Meatballs, an Italian comfort food classic! They are perfect with a plate of spaghetti, on top of a delicious plate of cheesy, buttery polenta or in a sub. Meatballs are straightforward to make, extremely flavourful and they keep well in the fridge. There are many phenomenal Italian chefs and Nonnas out there with recipes that have been passed down for generations but this recipe is one that I made using tips and tricks from my Italian neighbours and friends. It has been tried and tested on some of the pickiest eaters I know. These meatballs can turn almost any starchy main into a hearty meal. They are perfect for lunches or dinners and more versatile than they are given credit for.
If you give this recipe a shot, make sure to post up your creation on Instagram and tag @tastetoronto and @travelandmunchies!
Italian Meatballs 7 Steps
Preheat oven to 400˚F (if baking instead of frying). Spray a large cookie sheet with cooking spray.
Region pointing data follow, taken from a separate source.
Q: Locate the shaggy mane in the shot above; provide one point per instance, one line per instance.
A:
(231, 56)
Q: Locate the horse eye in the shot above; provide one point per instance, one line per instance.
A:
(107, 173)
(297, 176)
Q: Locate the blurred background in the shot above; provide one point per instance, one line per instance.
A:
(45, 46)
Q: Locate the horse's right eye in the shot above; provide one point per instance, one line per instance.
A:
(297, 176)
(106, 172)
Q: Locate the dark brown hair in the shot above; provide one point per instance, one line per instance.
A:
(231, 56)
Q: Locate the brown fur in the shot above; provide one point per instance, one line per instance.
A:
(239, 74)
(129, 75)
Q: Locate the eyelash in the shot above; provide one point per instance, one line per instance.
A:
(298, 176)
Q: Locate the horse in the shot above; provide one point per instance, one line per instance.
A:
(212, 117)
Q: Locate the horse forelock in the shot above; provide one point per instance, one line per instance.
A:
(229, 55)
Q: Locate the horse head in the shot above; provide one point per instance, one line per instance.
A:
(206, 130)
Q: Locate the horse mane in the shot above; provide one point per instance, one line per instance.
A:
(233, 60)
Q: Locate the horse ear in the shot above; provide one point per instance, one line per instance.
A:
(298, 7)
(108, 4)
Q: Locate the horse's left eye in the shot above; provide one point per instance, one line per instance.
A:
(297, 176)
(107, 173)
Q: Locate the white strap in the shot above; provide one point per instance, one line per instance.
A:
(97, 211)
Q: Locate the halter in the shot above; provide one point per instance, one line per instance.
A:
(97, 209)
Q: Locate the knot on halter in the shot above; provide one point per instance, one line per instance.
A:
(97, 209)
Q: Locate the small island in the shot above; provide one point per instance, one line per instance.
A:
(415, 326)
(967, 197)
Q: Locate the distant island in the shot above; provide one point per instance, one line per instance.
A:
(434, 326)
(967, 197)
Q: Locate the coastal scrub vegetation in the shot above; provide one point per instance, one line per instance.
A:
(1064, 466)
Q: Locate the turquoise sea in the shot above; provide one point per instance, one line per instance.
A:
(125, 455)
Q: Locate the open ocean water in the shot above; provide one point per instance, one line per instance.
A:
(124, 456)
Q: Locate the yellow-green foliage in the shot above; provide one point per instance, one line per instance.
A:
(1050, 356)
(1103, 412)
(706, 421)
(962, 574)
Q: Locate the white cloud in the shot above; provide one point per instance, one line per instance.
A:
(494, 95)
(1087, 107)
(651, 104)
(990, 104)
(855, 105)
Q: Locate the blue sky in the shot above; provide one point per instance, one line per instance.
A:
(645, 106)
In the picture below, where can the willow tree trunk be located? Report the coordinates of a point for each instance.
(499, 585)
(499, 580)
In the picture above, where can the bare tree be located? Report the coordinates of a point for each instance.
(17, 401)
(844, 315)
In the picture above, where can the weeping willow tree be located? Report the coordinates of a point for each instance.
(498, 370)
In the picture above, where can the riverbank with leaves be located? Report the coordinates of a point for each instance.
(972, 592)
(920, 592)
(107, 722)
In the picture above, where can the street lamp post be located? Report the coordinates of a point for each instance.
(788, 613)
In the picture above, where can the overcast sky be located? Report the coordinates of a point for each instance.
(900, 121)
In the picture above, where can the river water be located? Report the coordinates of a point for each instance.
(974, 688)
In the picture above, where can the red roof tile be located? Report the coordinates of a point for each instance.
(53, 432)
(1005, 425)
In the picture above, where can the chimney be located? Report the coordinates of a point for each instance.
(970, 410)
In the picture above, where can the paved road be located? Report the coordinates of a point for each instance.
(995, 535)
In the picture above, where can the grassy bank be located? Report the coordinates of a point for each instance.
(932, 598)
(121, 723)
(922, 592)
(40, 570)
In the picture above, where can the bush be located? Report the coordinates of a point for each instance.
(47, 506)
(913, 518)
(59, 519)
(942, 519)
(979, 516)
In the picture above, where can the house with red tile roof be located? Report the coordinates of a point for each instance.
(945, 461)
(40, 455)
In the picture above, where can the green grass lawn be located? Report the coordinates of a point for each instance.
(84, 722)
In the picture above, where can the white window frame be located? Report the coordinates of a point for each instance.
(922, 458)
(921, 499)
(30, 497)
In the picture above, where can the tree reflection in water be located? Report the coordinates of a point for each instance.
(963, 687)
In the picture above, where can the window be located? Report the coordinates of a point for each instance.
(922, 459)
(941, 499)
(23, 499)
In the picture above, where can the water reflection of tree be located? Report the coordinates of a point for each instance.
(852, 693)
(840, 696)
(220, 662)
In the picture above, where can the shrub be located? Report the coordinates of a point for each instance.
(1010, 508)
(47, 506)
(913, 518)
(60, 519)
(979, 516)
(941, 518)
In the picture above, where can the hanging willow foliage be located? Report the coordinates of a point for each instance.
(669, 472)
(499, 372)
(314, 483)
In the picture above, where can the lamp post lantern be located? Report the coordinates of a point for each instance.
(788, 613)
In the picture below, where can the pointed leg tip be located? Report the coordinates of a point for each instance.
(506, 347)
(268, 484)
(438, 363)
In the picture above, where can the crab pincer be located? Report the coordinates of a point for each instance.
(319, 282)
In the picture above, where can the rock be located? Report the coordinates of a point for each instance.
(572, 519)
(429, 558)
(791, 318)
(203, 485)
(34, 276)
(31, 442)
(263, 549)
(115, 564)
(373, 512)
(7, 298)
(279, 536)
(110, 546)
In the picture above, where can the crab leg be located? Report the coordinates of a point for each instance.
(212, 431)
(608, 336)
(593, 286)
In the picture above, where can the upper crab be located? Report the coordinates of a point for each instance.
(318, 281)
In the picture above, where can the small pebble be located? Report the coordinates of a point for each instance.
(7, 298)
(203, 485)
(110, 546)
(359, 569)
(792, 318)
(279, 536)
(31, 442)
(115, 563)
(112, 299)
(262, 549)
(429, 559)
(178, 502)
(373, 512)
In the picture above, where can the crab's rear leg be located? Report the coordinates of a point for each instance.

Finely grate 1/4 cup cheese and place in a large bowl. Finely chop 2 cloves garlic, then coarsely chop 1/4 cup fresh parsley leaves; add everything to the bowl. Add ground beef, ground pork, 1/2 cup breadcrumbs, 1/4 cup milk, 1 egg, 1 teaspoon kosher salt, 1/2 teaspoon dried oregano, 1/2 teaspoon dried basil and 1/2 teaspoon ground black pepper. Mix lightly with a fork until just combined.
Form the mixture into 1 1/2-inch meatballs (about 2 tablespoons each), wetting your hands with water as needed to keep the mixture from sticking, and place on a baking sheet so that they are not touching. You should have 16 to 18 meatballs.
To bake: Bake in a preheated oven for 15-20 minutes, or until meatballs are browned and cooked through.
To fry: Heat 2 tablespoons olive oil in a 12-inch high-sided sauté pan over medium-high heat. Add the meatballs in a single layer and cook until browned on the bottom, about 3 minutes. Flip the meatballs and brown the other side, about 3 minutes more. Transfer to large plate (the meatballs will not be fully cooked).
Add 1 jar or 3 cups marinara sauce into a sauce pan and bring to a simmer. Gently add the meatballs into the sauce, and reduce the heat to a gentle simmer and cook meatballs for 5 to 10 minutes or until fully cooked.
Serve with pasta, polenta or use to make your favourite meatball sub!